The short answer is no – asking for a no fault divorce does not prevent a spouse from also seeking a disproportionate share of the marital estate as I explain in more detail below.
Texas is a No Fault Divorce State
Texas is a no fault divorce state which means that you do not have to prove misconduct by your spouse in order to get divorced. The no fault ground for divorce is claiming that due to discord or conflict of personalities, the spouses can no longer achieve legitimate ends of the marriage relationship.
But that does not mean that each spouse receives an equal share of the marital estate.
Texas is a community property state which means that property acquired during marriage belongs to both spouses regardless of whose name is on the deed, title, or bank account.
In a divorce, the court (or the parties by agreement) divides the community property between the spouses.

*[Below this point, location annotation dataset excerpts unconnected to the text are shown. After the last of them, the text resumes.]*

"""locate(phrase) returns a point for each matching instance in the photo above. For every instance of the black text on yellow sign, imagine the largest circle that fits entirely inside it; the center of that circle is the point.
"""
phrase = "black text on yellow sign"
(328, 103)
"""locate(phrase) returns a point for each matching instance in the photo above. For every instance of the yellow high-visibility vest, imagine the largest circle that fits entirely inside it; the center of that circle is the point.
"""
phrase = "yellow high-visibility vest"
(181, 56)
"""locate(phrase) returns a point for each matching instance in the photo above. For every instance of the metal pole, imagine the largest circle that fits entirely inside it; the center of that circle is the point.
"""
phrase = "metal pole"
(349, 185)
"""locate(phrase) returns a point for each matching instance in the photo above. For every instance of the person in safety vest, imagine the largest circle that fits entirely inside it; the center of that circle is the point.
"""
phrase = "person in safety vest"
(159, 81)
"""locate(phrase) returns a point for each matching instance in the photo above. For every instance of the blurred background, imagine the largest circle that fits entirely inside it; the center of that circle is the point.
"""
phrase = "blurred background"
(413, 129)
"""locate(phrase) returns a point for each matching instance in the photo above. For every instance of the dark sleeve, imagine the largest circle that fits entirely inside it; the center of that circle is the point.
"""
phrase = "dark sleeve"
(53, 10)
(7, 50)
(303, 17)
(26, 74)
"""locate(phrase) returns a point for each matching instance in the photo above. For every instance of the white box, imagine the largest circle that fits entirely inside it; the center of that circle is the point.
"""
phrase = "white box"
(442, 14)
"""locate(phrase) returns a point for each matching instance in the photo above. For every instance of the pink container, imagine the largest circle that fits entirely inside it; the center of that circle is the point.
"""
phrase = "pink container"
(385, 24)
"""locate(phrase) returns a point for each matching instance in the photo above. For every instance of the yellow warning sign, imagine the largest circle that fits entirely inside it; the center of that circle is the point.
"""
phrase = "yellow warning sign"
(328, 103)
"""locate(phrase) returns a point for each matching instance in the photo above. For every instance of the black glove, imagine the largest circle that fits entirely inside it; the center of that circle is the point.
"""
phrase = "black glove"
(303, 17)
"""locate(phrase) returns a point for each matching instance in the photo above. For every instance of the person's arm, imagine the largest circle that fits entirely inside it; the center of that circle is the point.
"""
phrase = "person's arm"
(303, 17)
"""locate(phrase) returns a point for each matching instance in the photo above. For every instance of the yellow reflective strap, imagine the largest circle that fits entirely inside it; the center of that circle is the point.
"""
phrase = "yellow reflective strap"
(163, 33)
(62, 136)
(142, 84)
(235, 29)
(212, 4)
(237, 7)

The legal standard governing how a court divides that property is a “just and right” division.
How A Court Divides Property In A No Fault Divorce
In making that just and right division, a court considers several factors and fault in the breakup of the marriage is just one of the factors that a court considers.
If one spouse proves fault as the cause of the divorce, then certainly that finding can factor into the property division.
But pleading or proving a no fault divorce does not prohibit a spouse from arguing fault in the breakup of the marriage as a reason for a disproportionate division of community property.
A court can award a disproportionate division of community property even in cases where the spouses are seeking a no fault divorce and neither spouse claims the other is at fault for the breakup of the marriage.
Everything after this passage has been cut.